Mattern’s new book comes out on August 10; is a collection of some of his most intelligent work (with reviews and updates) Place magazine call A city is not a computer: other cities are intelligent. In it, Mattern found a certain metaphor in the twentieth century. He struggles with the ways he has screwed up the design, planning, and way of life of the cities of the century. It happens at all scales that if individual people are examined, as if they were bits, they should be controlled by wide-screen data in order for the city to function for the good of the inhabitants. Mattern says that of all the ways information travels from an urban network, it would probably be better for public libraries to have nodes than panoptic-like centralized panels that so many cities try to build. The problem is that people have become targets for the metrics they choose to follow. They become a kind of metaphor and are usually wrong.
The first two essays are the most influential when they were first published — and still are. The “City Console” is a wild history of information panels and control rooms designed to be panoptics for urban data. These information centers collect information on how municipal systems work, whether crime is being policeed, educating children, and so on. Mission control, but for highways and sanitation. My favorite example from Mattern’s book is a project by Salvador Allende, then the leader of Chile, to build something called Cybersyn, with an “ops room” that would make Captain Kirk proud, with a full chair that would make Captain Kirk proud. size screens with flashing red lights. Of course, as cities did not have real-time data to fill these screens, they showed hand-made slides instead. It’s goofy, but there’s a direct line from Cybersyny to the way many U.S. cities now enforce the law and collect and display data from other cities. CompStat programs.

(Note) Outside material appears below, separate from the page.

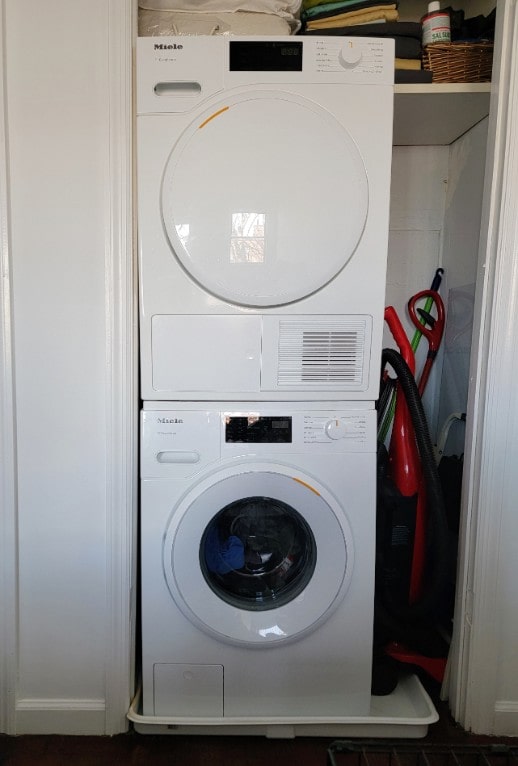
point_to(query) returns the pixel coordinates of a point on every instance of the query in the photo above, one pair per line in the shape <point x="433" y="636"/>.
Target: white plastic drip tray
<point x="405" y="713"/>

They think so accountable to the government, but they often justify invalid arrests or highlight misleading numbers: instead of people who traveled during transportation, let’s say.
In the next attempt, in the headlines, Mattern warns against the intentions of large Silicon Valley companies to build “smart cities”. When the attempt first appeared, Amazon was still under pressure to build a city-sized residence in New York City, and Google was making an effort to do the same in Toronto. (Google Project, a sibling company called Sidewalk Labs, would appear wooden skyscrapers, pavements that used lights, reconfigured flying uses, self-driving cars, and underground trash cans.) Now, of course, most high-tech-enabled projects in smart cities have failed or failed. The Hudson Yards in New York did not order (or perhaps threaten) its developers to deploy anywhere near the level of sensor and surveillance technology. Cities still gather and share all kinds of data, but they are not exactly “smart.”
In an interview last month, I asked Matterni why it seems like tech companies haven’t gotten a smart city, at least so far. He believes it was because they lost the most important parts of town planning. “Many of the more computational and data-driven ways of thinking about cities provide false knowledge,” says Mattern. City officials believe they are getting the raw truth when it comes to determining what filters they actually choose. “When everything is computational, or when we can operationalize even the more poetic and evolutionary aspects of a city at a given point,” says Mattern, “that makes us aware that it is a metaphor.”